End result for this Hawk, no injuries, but it was nice of the finder to catch the bird and bring her in for assessment anyway (just in case). And in case you are wondering, the little Peregrine was a-okay too.

After picking out a spot to lug the large carrier to, I scoped out for off leash dogs. Yes, they were about, one was chasing Squirrels up the trees and I asked the woman to please leash her dog, explaining what I was about to do. She refused but did take her dog well away. This prompted me to move the carrier further back and wait a little longer until they were out of sight. Thankfully no other off leash dogs appeared.

I stand beside the carrier, unzip the door, and try to pull it open but there is some force holding it back. I have a peek inside and the Hawk is on it's back, with it's feet pointed at the door, talons on the one foot are holding onto the door. This is a defensive position with birds of prey. "Come at me bro! I will mess you up!" is basically what it means.

I back off, stand to the side again and wait a minute. I sense movement inside. The Hawk has let go of the door and is now standing up. Well, that's my guess at the moment since I cannot see within. I reach around, let a little light in by moving the door a bit and next thing I know is the bird is coming out. No hesitation now. The bird knows that freedom is beyond the confines of the carrier. Two steps out the door, touching the grass and the bird quickly takes flight, landing in a nearby tree. All the Squirrels surrounding us start their stress calls.

Can you find the Hawk in this un-cropped photo?

The Hawk looks around for a few minutes, then takes flight to another tree. This scenario is repeated 4 or 5 more times. I take the carrier back to the truck, get my big lens and watch her for the next 15 to 20 minutes.

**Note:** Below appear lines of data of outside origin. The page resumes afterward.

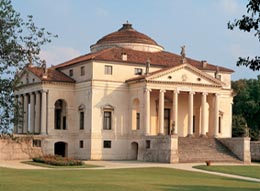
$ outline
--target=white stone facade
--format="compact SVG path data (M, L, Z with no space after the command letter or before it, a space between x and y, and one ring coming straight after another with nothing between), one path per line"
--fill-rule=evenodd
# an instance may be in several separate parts
M47 71L24 68L15 93L24 115L15 133L40 134L45 154L90 160L146 160L151 147L163 147L153 140L168 139L163 162L178 161L179 136L231 137L231 70L178 55L172 65L153 63L156 55L141 63L131 52L145 56L140 43L121 47L118 60L120 42L92 46L89 55Z

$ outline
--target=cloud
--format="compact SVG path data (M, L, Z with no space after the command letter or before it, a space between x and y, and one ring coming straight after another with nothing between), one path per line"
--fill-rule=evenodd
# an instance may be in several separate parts
M77 56L80 56L78 50L60 46L52 46L40 53L41 59L46 60L48 66L60 64Z
M236 0L221 0L219 1L219 8L229 15L236 15L241 9Z

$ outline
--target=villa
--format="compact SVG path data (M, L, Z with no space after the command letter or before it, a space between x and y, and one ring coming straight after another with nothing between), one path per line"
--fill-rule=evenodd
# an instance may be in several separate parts
M16 135L32 134L44 154L170 163L185 162L185 140L231 138L233 70L186 57L185 46L167 52L129 23L90 50L18 74Z

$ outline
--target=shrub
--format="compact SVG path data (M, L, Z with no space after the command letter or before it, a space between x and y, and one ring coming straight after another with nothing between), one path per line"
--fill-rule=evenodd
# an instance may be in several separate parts
M44 155L33 158L34 162L45 163L54 166L80 166L83 162L73 158L62 157L59 155Z

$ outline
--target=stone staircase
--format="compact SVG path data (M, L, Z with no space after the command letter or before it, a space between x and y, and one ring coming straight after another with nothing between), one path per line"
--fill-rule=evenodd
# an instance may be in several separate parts
M215 138L179 137L179 162L241 162Z

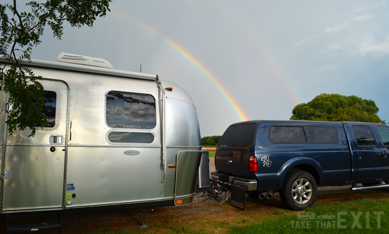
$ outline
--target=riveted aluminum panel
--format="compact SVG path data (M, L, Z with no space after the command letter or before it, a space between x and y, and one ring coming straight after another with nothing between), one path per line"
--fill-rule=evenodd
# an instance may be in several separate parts
M129 149L139 153L126 154ZM79 146L68 150L66 202L72 204L67 208L163 198L160 147Z
M37 128L33 138L28 137L29 129L7 136L5 170L10 177L4 182L3 211L62 205L68 87L59 81L42 83L45 90L57 94L55 126ZM62 143L51 144L53 136L61 136Z
M166 110L167 146L200 146L200 130L194 106L167 98Z
M177 154L174 204L183 205L192 201L194 195L201 151L181 151Z

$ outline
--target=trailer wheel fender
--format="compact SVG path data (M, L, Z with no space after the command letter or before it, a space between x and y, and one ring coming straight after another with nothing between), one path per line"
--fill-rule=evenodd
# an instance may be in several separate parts
M304 170L288 171L280 191L280 198L289 209L301 210L313 205L317 196L317 185L314 177Z

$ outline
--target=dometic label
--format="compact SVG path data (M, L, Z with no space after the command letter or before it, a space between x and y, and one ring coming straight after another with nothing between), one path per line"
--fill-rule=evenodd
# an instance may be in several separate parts
M140 152L136 150L127 150L124 152L124 154L126 155L137 155Z

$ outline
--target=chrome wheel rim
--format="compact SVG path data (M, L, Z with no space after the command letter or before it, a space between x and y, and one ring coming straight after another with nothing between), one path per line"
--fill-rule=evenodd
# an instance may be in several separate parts
M302 205L309 202L312 196L312 185L305 178L300 178L293 184L291 190L293 200Z

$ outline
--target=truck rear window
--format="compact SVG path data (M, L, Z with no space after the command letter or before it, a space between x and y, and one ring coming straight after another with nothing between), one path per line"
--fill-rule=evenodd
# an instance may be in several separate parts
M251 147L256 124L247 124L230 126L223 134L219 147Z
M375 146L375 138L370 127L366 126L354 125L353 130L359 146Z
M271 126L270 140L273 144L335 144L337 130L328 127Z

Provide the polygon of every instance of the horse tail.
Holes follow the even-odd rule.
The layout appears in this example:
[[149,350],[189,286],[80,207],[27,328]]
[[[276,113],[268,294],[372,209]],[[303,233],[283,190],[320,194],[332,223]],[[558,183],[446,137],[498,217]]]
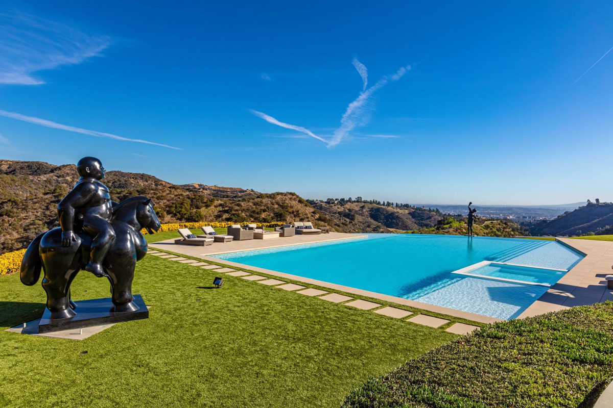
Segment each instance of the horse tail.
[[21,283],[25,285],[31,286],[38,282],[39,278],[40,277],[42,261],[40,259],[40,255],[39,253],[39,247],[44,235],[45,235],[45,232],[34,238],[34,240],[30,242],[30,245],[28,246],[26,253],[23,255],[23,259],[21,260],[21,267],[19,271],[19,277],[21,280]]

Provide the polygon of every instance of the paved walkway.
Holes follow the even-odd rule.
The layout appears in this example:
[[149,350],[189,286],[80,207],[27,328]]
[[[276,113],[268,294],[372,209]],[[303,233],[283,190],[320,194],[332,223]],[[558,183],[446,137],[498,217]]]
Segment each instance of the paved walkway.
[[265,250],[290,245],[299,245],[305,243],[315,242],[325,242],[326,241],[336,241],[344,239],[356,239],[364,238],[366,236],[356,235],[355,234],[345,234],[343,232],[330,232],[329,234],[318,234],[316,235],[295,235],[293,237],[280,237],[273,239],[248,239],[240,241],[233,240],[231,242],[213,242],[212,245],[205,247],[196,245],[184,245],[175,243],[175,240],[180,238],[179,233],[177,233],[177,238],[167,239],[154,243],[150,243],[150,248],[158,250],[172,251],[190,256],[208,256],[218,255],[230,252],[241,252],[243,251],[253,251],[255,250]]
[[613,242],[572,238],[556,240],[586,256],[519,315],[520,319],[573,306],[613,300],[613,290],[607,289],[604,280],[605,276],[613,274]]

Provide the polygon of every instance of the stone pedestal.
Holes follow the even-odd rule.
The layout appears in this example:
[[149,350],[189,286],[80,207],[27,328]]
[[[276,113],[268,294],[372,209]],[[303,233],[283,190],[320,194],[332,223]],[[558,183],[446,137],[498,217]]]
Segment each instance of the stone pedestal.
[[110,297],[80,300],[75,303],[77,308],[74,311],[77,314],[69,319],[51,319],[51,312],[45,309],[39,324],[39,333],[82,328],[149,317],[149,310],[140,295],[134,295],[132,300],[139,308],[129,312],[115,312],[115,305]]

It was great to see this bird come to the realization that not only was she free, but she was back to her home. She flew harder and faster, zipping through the trees like she knew every single one of them, and she began to scream that famous Red-tailed Hawk sound. You know the sound of buzzards in the desert in the movies and TV shows... that's actually the call of a Red-tail and not Buzzards.

She flew to her old nest and sat there momentarily screeching some more. Then flew back out to the treed area.

I like to think she was rejoicing to her freedom. I suspect she may have also been calling for her mate too.

As much as I wanted to stick around and watch her some more, I had to get back home and get ready for work.

Releasing any bird or animal is a wonderful experience. But when I take one back to it's home, it really kicks the heart warming, good for the soul feeling up a few notches. It doesn't have to be a big sexy beast like this Red-tailed Hawk. I get the same good vibe from taking any Pigeon back to it's flock.

Pigeon release in Port Credit last winter. One of the white birds on the right is the bird I released.

When a Pigeon goes home, I watch it coo up a storm to it's buddies, seemingly telling them all about it's adventures abroad. The bird is so excited, walks around in circles and doesn't stop talking. You can see that in the video here of our friend "Rehab", one of the Jerseys, after his release back here with his flock 4 months ago. Yes, I still see him every day.

Time to publish this and get back to the other blog I was working on. I hope you enjoyed this tale. It seems Molly is quite enthralled by it.